Heres How You Can Ensure A Dream Retirement



Hemant Rustagi
Chief Executive Officer, Wiseinvest Advisors


Retirement is an important goal and hence it should be given its due in your investment process. However, despite realizing the importance of this goal, many of us end up ignoring it either by compromising on returns or by not planning investments properly. Then, there are those who commit the mistake of withdrawing amounts during the accumulation stage itself. While at times it may be necessary to do so, making it a habit can negatively affect your retired life.

Therefore, one must keep focus on this important goal at all times and follow certain basic principles as well as show willingness to improve returns during the accumulation phase. Here is what can help you build the corpus required for a dream retirement.

Assess your asset allocation: Asset allocation is an important aspect while investing to achieve different goals over varying time horizons, including retirement planning. Asset allocation is important because it determines the level of risk and the potential to earn returns from your portfolio. Investing without asset allocation could either result in making your retirement portfolio too aggressive or too conservative. In the accumulation phase, the focus should be on investing in an asset class like equity that has the potential to beat inflation over time. Of course, the proportion holds the key from risk and reward point of view.

Make smart money moves: The smart money moves will involve budgeting and looking beyond traditional investment instruments like FDs and small saving schemes and real estate to give yourself a chance to accumulate more and earn positive real rate of return, i.e. gross returns minus taxes and inflation. While there are attendant risks of investing in market-linked products offered by mutual funds, you can mitigate them by following an asset allocation strategy and investing on a regular basis. Once your reach closer to your retirement age, it would be prudent to rebalance the portfolio in a phased manner to make it fit for income generation and growth after retirement.

Physical vs financial assets: Some of the key factors to ensure investment success are liquidity, tax efficiency and diversification. Real estate does not provide most of these. For example, the rental yields are very low and the lack of liquidity is a major issue for real estate investment. In other words, relying heavily on real estate can also make you compromise on the potential to generate the required regular income.

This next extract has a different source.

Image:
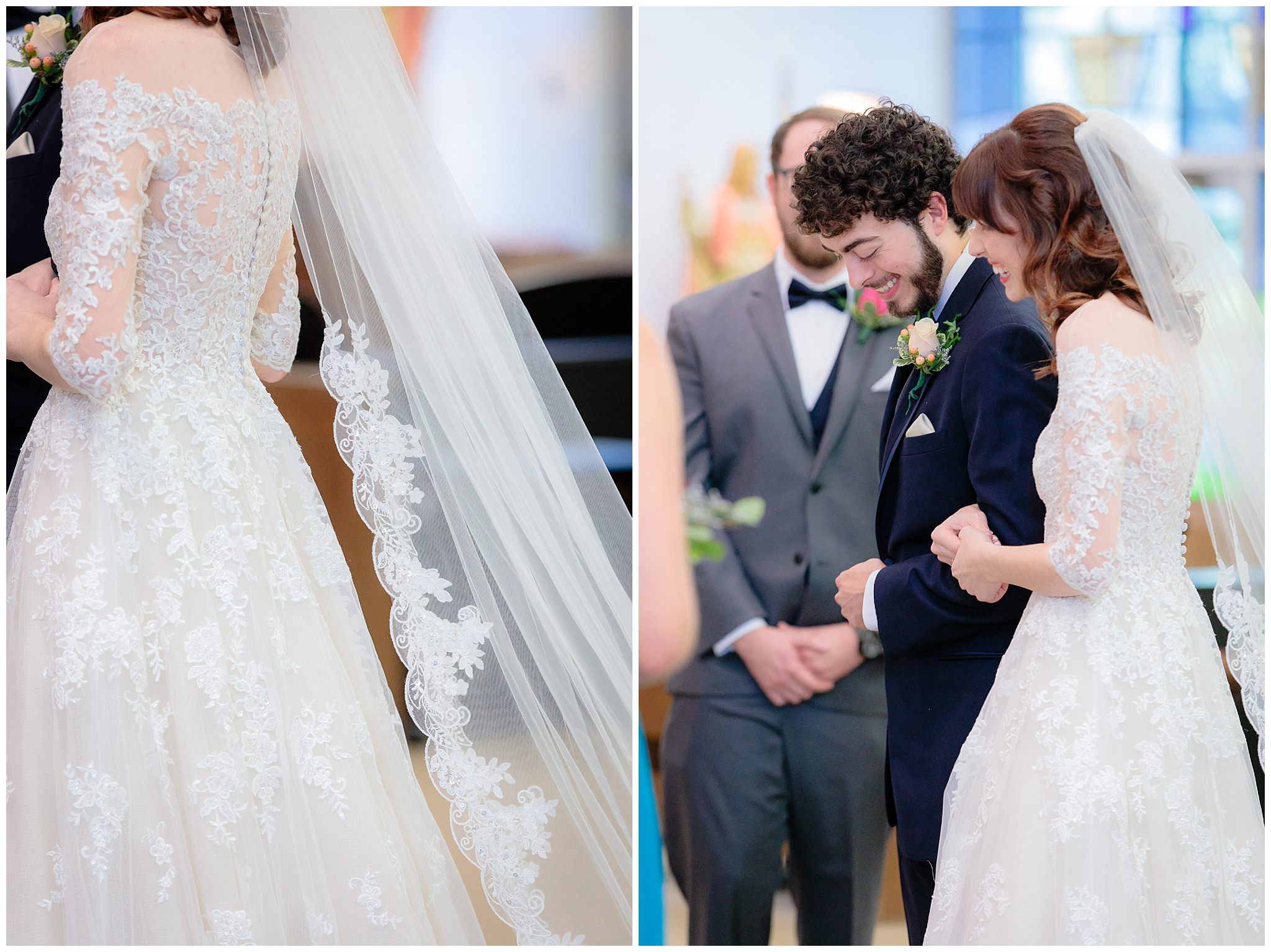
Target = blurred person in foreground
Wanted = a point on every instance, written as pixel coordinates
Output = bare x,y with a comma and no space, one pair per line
669,604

It is a proven fact that financial assets, if chosen well, have the potential to do better than real estate on all these counts. Considering that you may require varied amount of regular income at different stages of your post-retirement period, investing in financial assets like equity and debt through an efficient investment vehicle like mutual funds can be a much better option. Mutual funds provide a number of options that allow investors to generate tax-efficient regular income and also make money grow at a healthy rate. Besides, mutual funds are diversified by nature and offer strategies like Systematic Withdrawal Plan (SWP) to generate regular income without any uncertainty.

Focus on tax-efficient options: Tax-efficiency of return can make a huge difference to what you get to keep out of growth and income generated through your portfolio. Hence, it is always advisable to opt for tax-efficient investment options. Mutual funds offer options that allow you to save taxes at the time of making investment as well as earn tax-efficient returns.

The notables are ELSS and retirement funds that are eligible for tax savings under Section 80 C. In fact, retirement funds allow you to choose different asset mixes suitable for the period at your disposal to build your retirement kitty as well as offer options to generate regular income during disbursal stage.